We have elucidated the spatial profiles of RhoA-Rac1 interactions in motile MDA-MB-231 breast cancer cells. Using proximity ligation assays, we showed that the concentration of complexes formed by RhoA and its downstream effectors DIA and ROCK depends on the spatial location along the longitudinal axis of polarized cells. RhoA primarily interacts with DIA at the cell leading edge, whereas RhoA - ROCK interactions are the strongest at the cell rear. Based on these findings, we have built a mathematical model to analyse RhoA-Rac1 signalling in space and time. The model predicted and the experiments confirmed that at the cell front the GTPase network exhibits oscillatory behavior with high average Rac1-GTP, whereas at the cell rear there is a (quasi)steady state with high RhoA-GTP and low Rac. The front and rear are connected by periodic, propagating GTPase waves. When the wave reaches the rear, RhoA-GTP transiently oscillates and then, following the rear retraction, the GTPase network dynamic pattern returns to the original state.
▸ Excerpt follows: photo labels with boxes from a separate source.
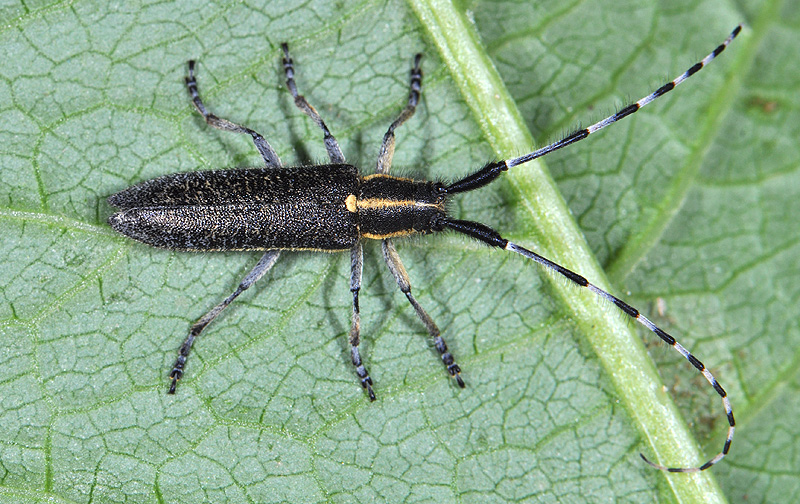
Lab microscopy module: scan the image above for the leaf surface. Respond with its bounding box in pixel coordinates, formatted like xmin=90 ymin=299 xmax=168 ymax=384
xmin=0 ymin=1 xmax=800 ymax=503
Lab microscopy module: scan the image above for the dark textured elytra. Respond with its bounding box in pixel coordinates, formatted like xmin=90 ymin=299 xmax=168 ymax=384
xmin=108 ymin=26 xmax=741 ymax=472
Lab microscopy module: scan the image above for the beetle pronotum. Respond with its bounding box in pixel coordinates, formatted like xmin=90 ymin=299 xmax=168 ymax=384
xmin=108 ymin=26 xmax=741 ymax=472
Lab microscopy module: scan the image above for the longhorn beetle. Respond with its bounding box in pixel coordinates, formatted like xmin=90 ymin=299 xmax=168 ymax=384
xmin=108 ymin=25 xmax=742 ymax=472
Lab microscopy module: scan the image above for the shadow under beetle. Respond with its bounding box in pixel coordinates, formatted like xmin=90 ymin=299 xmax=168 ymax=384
xmin=108 ymin=26 xmax=741 ymax=472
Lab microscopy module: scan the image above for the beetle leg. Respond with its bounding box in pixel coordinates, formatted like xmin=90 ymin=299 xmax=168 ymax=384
xmin=281 ymin=43 xmax=344 ymax=163
xmin=350 ymin=242 xmax=375 ymax=401
xmin=375 ymin=54 xmax=422 ymax=174
xmin=186 ymin=60 xmax=281 ymax=168
xmin=382 ymin=239 xmax=464 ymax=388
xmin=169 ymin=250 xmax=281 ymax=394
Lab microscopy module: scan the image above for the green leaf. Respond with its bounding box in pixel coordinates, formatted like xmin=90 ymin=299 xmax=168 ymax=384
xmin=0 ymin=1 xmax=800 ymax=502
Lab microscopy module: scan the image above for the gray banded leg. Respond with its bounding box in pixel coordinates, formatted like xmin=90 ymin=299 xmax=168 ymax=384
xmin=169 ymin=250 xmax=281 ymax=394
xmin=382 ymin=239 xmax=464 ymax=388
xmin=281 ymin=43 xmax=344 ymax=163
xmin=186 ymin=60 xmax=281 ymax=168
xmin=376 ymin=54 xmax=422 ymax=174
xmin=350 ymin=243 xmax=375 ymax=401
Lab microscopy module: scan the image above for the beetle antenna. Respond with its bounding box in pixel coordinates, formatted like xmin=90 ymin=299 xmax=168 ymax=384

Our modelling and experimental results showed how different GTPase dynamics at the leading edge and the trailing edge can govern distinct cytoskeleton processes and how moving cells reconcile these different dynamics. In addition, the model correctly described network responses to different inhibitor perturbations. The RhoA-Rac1 interaction network model defines minimal, autonomous biochemical machinery that is necessary and sufficient for biologically observed modes of cell movement.

Towards integrative mechanistic models of mammalian cell responses to extracellular perturbations: growth factors, hormones, and cytokines

Cemal Erdem, Sean M. Gross, Laura M. Heiser and Marc R. Birtwistle

A key missing capability in current cancer research is the ability to predict how a particular single cancer cell will respond to microenvironmental cues or a drug cocktail. Yet, it is not even possible to perform this task well for normal healthy cells. This work builds on the hypothesis that first principles, mechanistic models of how cells respond to different perturbagens will ultimately improve drug combination response predictions. However, building such single-cell models of complex, large-scale, and incompletely understood systems remains an extremely challenging task. Here, we defined an open-source pipeline for scalable, single-cell mechanistic modeling that converts simple, annotated input files (structured lists of species, parameters, reaction types) into an SBML model file. Using this pipeline, (i) we re-created one of the largest pan-cancer signaling models in the literature (774 species, 141 genes, 2400 reactions), (ii) enlarged the model to include Interferon-γ (IFNγ) signaling pathway (950 species, 150 genes, 2500 reactions), and (iii) re-parametrized the model to test and prioritize candidate mechanisms. Specifically, we used the enlarged model to test alternative mechanistic hypotheses for the experimental observations that IFNγ inhibits epidermal growth factor (EGF)-induced cell proliferation. Our single-cell-simulation-based analysis suggested, and experiments support that these observations are better explained by IFNγ-induced SOCS1 expression sequestering activated EGF receptors, thereby downregulating AKT activity, as opposed to direct IFNγ-induced upregulation of p21 expression. Finally, our new modeling format is available online and compatible with high performance (Kubernetes) computing platforms, enabling us to study virtual cell population responses. Overall, our new model enables easy modification of large mechanistic models and simulation of thousands of single-cell responses to multiple ligands and drug combinations.